Según ha replicado la Consellería, la planificación de esta iniciativa se ha elaborado teniendo en cuenta el envejecimiento de la población y su dispersión geográfica, con el objetivo de llevar recursos asistenciales a municipios que no contaban con plazas públicas de dependientes o que no se habían visto beneficiados en planes anteriores.
En concreto, ha recordado que el proyecto de la Xunta contempla la creación de 24 nuevos centros en municipios de menos de 25.000 habitantes en toda la comunidad, a los que se añade la residencia de Ribeira, calificada por el Ejecutivo como un «compromiso histórico» de la Administración autonómica.
En relación con las críticas del BNG, que tachan la iniciativa de «electoralista», la Consellería ha calificado de «curiosa» dicha postura. A este respecto, la Xunta ha contrapuesto que el 100% de los centros impulsados por el BNG y el PSOE en la Diputación de Lugo se ubicaron en ayuntamientos gobernados por estos partidos.
En concreto, han citado los centros de A Fonsagrada, Pedrafita do Cebreiro, Pol, Trabada, Castroverde, Meira, Navia de Suarna y Ribas de Sil (todos ellos bajo gobierno del PSOE), así como el de Ribadeo, construido cuando gobernaba el BNG.

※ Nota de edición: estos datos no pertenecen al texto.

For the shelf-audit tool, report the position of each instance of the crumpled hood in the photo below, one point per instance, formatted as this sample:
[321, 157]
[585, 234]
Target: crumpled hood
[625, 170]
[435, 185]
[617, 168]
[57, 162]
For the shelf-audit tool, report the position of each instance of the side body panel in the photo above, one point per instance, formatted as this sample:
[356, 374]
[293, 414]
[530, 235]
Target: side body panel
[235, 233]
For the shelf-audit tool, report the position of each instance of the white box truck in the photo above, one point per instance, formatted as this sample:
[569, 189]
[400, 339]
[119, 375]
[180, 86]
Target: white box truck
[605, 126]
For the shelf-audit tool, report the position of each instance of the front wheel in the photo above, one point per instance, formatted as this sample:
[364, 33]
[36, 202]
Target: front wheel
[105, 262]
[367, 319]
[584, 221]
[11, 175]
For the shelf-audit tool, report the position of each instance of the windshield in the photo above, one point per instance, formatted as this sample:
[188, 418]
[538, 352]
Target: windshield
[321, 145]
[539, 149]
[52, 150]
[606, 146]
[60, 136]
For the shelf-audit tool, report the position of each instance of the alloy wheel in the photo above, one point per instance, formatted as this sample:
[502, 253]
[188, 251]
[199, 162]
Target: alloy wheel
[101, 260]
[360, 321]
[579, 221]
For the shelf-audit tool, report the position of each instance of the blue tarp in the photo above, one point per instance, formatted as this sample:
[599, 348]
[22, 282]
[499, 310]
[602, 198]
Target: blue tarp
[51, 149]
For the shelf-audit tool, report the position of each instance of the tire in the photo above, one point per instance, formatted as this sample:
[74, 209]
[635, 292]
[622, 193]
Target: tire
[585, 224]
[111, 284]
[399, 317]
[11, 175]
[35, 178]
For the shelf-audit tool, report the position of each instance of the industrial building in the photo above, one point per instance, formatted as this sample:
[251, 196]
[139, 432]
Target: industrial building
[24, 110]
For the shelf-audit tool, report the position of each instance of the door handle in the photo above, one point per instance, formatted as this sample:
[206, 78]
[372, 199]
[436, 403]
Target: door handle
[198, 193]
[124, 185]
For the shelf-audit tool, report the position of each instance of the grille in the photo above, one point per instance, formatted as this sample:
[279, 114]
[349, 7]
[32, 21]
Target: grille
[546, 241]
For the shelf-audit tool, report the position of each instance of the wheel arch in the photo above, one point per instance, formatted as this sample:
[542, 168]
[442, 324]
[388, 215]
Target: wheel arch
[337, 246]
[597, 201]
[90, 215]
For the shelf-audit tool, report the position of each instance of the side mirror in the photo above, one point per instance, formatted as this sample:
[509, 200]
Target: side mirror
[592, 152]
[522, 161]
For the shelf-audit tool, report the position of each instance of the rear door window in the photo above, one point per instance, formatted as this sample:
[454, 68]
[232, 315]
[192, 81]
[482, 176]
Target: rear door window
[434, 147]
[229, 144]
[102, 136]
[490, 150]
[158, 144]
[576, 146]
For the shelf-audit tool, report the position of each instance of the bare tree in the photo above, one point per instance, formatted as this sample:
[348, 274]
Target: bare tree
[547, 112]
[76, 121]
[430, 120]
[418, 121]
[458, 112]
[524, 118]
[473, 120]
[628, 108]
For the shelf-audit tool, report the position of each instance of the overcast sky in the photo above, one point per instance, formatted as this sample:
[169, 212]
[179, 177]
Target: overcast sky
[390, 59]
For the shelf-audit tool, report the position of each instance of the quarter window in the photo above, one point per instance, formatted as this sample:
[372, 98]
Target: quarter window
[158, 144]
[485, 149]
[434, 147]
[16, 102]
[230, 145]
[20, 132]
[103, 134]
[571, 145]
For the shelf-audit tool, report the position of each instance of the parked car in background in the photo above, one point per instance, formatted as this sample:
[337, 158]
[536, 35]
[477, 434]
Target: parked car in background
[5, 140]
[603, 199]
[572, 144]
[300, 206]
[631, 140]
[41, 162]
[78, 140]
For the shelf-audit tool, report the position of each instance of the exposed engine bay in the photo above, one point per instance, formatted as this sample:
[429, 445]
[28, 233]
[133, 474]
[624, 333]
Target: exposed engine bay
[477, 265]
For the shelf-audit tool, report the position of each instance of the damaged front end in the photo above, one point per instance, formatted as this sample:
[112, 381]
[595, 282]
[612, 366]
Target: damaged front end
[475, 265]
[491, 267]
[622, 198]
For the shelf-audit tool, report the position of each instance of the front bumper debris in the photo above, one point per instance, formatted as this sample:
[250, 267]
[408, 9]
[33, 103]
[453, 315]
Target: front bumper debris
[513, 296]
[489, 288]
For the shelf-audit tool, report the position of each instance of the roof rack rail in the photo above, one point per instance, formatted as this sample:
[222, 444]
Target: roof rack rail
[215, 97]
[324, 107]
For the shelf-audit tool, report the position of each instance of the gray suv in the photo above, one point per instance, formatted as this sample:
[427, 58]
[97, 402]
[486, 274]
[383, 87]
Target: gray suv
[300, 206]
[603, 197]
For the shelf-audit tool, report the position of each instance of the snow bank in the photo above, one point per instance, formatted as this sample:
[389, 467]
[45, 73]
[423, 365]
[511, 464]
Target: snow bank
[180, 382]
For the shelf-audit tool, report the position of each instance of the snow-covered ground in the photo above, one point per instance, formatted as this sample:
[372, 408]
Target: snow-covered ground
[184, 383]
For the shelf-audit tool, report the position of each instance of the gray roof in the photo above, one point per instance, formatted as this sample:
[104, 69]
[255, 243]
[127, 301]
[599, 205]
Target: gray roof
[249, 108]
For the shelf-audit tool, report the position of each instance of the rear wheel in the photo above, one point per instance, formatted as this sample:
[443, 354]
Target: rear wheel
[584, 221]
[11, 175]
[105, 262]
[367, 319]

Finalmente, el departamento autonómico ha aseverado que «cuando se trata del bienestar de los gallegos no hay criterios partidistas ni electoralistas», asegurando que la prioridad del Gobierno gallego es «ofrecer recursos donde no los hay» y estructurar una planificación técnica que permita llegar a todos los rincones de Galicia.